Yayasan Umar Kayam siap membantu Muhammadiyah dalam mengembangkan kebudayaan. Sebagaimana dulu Umar Kayam yang concern dalam kebudayaan. Terlebih dengan diungkapnya berberapa catatan Umar Kayam tentang Muhammadiyah yang diterangkan Kusen Alipah Hadi.
Direktur Yayasan Umar Kayam ini memandang Muhammadiyah sebagai gerakan pembaharuan bukan dalam hal kulit luar melainkan pembaharuan jiwa. Menariknya Muhammadiyah tidak kaku sebagai gerakan dakwah meskipun tetap mengedepankan rasionalitas, disiplin, dan egaliter.
“Terdapat pekerjaan rumah bagi Muhammadiyah dari Umar Kayam yaitu bagaimana Muhammadiyah bisa merawat elastisitas sekaligus memikirkan ulang peran kesejarahannya,” tutur Redaksi Pelaksana Suara Muhammadiyah Isngadi Marwah Atmadja.
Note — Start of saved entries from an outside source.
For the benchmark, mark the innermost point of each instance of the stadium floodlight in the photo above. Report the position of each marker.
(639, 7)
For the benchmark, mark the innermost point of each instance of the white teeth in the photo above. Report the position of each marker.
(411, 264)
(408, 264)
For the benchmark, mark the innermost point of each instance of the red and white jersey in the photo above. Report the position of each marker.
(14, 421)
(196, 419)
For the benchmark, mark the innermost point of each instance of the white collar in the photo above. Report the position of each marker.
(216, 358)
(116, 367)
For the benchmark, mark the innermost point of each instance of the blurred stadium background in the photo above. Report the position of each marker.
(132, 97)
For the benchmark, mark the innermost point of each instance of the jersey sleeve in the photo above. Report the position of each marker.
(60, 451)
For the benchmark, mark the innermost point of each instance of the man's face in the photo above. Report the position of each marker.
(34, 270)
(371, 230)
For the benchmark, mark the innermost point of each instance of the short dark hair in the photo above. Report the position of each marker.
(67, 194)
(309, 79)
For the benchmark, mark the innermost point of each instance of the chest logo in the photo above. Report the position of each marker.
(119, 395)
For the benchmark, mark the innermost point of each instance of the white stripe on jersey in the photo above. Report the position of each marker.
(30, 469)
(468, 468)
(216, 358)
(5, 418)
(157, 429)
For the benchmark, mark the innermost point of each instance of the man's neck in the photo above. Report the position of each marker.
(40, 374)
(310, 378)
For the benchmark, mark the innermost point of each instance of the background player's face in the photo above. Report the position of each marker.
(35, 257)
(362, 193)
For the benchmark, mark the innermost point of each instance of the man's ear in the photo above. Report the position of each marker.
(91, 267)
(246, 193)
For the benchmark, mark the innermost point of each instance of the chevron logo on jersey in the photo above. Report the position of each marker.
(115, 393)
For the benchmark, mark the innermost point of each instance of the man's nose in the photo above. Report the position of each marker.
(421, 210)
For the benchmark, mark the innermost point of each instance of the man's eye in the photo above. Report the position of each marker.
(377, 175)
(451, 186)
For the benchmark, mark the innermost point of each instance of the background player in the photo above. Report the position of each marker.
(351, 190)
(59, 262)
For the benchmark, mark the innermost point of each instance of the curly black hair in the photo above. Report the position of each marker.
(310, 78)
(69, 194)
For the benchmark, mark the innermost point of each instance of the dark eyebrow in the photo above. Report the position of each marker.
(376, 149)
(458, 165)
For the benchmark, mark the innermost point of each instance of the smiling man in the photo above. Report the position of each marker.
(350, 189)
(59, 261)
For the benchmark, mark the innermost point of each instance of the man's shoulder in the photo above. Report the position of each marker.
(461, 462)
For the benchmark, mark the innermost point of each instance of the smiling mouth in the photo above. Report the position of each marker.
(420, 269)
Sementara itu, Stafsus Kementerian Koordinator Pembangunan Manusia dan Kebudayaan (Kemenko PMK) Machendra Setya Atmadja menekankan tentang pentingnya implementasi dakwah kultural. Perlu kolaborasi berbagai pihak di dalam maupun luar Muhammadiyah untuk memajukan kebudayaan ini.
“Secara gerakan Muhammadiyah cukup masif dan punya tradisi yang kuat, punya budaya yang kuat, bahkan untuk mempertahankan kebudayaan itu sendiri. Selanjutnya, produk budaya atau kesenian yang dihasilkan begitu melekat dan membangkitkan gairah warga Muhammadiyah,” urai Machendra.
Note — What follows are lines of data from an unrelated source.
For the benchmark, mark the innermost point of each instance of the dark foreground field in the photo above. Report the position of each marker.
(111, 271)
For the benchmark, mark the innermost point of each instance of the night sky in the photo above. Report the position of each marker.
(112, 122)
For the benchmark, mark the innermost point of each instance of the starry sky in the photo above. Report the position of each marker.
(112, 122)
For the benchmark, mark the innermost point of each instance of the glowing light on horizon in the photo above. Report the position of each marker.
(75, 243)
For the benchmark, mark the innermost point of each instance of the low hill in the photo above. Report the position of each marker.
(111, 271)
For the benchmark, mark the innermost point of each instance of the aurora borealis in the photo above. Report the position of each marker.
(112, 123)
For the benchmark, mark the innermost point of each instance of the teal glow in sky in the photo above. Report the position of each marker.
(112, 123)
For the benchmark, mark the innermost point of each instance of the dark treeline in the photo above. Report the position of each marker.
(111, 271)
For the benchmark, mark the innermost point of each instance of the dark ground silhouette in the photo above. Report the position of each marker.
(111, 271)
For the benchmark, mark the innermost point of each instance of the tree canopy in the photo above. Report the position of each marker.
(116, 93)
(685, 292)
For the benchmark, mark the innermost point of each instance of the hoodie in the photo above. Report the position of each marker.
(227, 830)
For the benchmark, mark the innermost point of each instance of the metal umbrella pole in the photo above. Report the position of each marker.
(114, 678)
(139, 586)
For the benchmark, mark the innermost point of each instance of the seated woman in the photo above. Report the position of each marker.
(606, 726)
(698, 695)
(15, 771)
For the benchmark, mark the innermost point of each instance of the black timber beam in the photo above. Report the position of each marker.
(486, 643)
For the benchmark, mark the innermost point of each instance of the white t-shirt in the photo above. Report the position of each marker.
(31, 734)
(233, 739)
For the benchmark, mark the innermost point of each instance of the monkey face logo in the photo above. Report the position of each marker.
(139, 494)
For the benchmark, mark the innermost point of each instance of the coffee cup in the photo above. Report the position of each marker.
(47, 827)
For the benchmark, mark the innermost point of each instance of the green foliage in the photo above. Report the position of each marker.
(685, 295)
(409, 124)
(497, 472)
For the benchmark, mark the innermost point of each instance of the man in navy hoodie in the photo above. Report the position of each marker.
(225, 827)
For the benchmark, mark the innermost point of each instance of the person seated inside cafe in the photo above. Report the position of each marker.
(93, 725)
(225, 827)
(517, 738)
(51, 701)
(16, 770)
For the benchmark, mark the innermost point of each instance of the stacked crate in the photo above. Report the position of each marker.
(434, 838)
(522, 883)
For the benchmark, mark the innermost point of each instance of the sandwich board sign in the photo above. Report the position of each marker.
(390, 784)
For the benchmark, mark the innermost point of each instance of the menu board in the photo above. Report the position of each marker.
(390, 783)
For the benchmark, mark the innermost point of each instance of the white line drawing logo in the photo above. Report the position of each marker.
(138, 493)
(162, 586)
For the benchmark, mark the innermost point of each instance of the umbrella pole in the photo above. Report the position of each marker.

Wacana tentang dakwah kultural maupun strateginya memang telah dibahas dalam beberapa permusyawaratan termasuk dalam Tanwir di Denpasar pada 2002. Akan tetapi sebagaimana disampaikan Sukriyanto AR, sejak awal Muhammadiyah adalah gerakan kultural, hasil dari musyawarah maupun produknya merupakan penegasan saja.